È partito dieci anni fa, Kumar. Appena diciottenne ha lasciato il Punjab, regione nel nord-ovest dell'India. Ha salutato i genitori e la giovanissima moglie. Per arrivare in Italia ha dato seimila euro ai trafficanti di uomini. Seimila euro per diventare schiavo. Sfruttato dalle aziende che lo pagano una manciata di euro al giorno, sfruttato da chi gli affitta una casa squallida a un prezzo esagerato. E la storia di Kumar non è la peggiore che possiamo raccontare. Ci sono altri braccianti indiani nel Lazio che non guadagnano neanche quei pochi euro a giornata. Lavorano gratis per mesi, a volte anni: devono risarcire un debito inventato da chi li usa. Quando il permesso stagionale scade, i loro 'padroni' (così li chiamano) pretendono altri soldi. La scusa è che servono per pagare il permesso di soggiorno, che in realtà è gratuito. Chi non ha quei soldi è costretto a lavorare senza stipendio. Schiavo in piena regola. Lo sfruttamento riguarda Latina e altre decine di località italiane. Sono 22 le province in cui si registrano condizioni di paraschiavismo. In tutto 12 regioni, da nord a sud. A dirlo è il rapporto della Flai Cgil sulle agromafie curato dall'osservatorio Placido Rizzotto. «Nel nostro Paese si può azzardare una stima di 100mila braccianti gravemente sfruttati, in 5mila vivono in condizioni di schiavismo vero e proprio — spiega Francesco Carchedi, docente di Sociologia alla Sapienza di Roma — Sono assoggettati, ricattati, vivono in condizioni igieniche indecenti, spesso vengono ghettizzati. Molti vengono anche picchiati dai caporali, che prendono una percentuale sul lavoro degli immigrati ».

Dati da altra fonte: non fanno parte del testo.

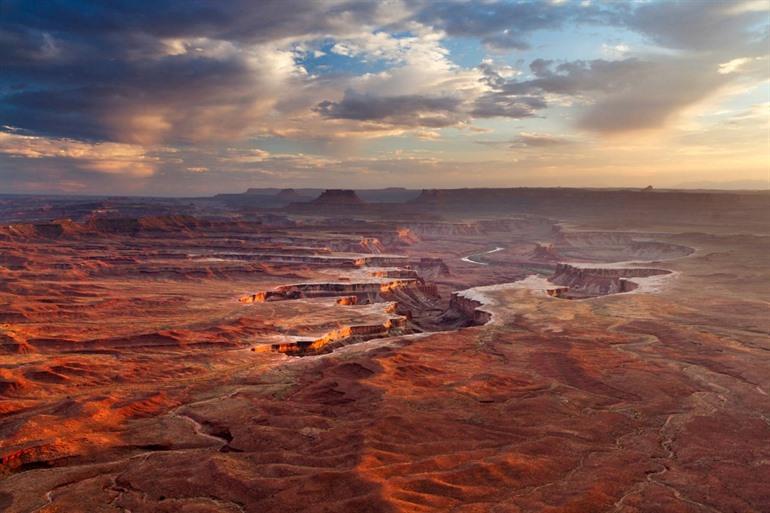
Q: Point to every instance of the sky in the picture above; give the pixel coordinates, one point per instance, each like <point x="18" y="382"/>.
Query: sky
<point x="198" y="97"/>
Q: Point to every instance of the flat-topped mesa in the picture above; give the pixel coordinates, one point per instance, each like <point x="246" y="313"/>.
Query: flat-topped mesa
<point x="545" y="253"/>
<point x="364" y="291"/>
<point x="584" y="282"/>
<point x="338" y="197"/>
<point x="343" y="336"/>
<point x="335" y="201"/>
<point x="469" y="308"/>
<point x="291" y="196"/>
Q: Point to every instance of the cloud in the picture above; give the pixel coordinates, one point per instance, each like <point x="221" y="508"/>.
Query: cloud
<point x="539" y="140"/>
<point x="103" y="158"/>
<point x="406" y="110"/>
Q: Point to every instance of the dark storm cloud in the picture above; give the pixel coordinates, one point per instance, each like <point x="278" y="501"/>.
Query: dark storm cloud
<point x="105" y="71"/>
<point x="713" y="26"/>
<point x="406" y="110"/>
<point x="109" y="71"/>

Gli addetti all'agricoltura in Italia sono un milione e 200mila. Un quarto sono stranieri, dicono i dati di Coldiretti. L'Istat parla del 43 per cento di lavoro sommerso. Dunque i lavoratori a rischio sfruttamento nel nostro Paese sono almeno 400mila. Di certo a migliaia restano sui campi anche 12, 14 ore al giorno. Anche per due euro e mezzo l'ora. Tre o quattro, quando va bene. Dovrebbero prenderne 8,60. «È una partita molto ricca — aggiunge Carchedi — un raccolto delle angurie fatto con gli indiani sfruttati, ad esempio, dura 20 giorni e costa 25 euro a giornata per ogni bracciante. Se si trattasse di italiani, costerebbe almeno 70 euro e durerebbe un mese e mezzo ». Il giro d'affari legato al business delle agromafie, secondo le stime della Direzione nazionale antimafia, è di 12,5 miliardi di euro all'anno. L'evasione contributiva legata al caporalato vale 600 milioni di euro.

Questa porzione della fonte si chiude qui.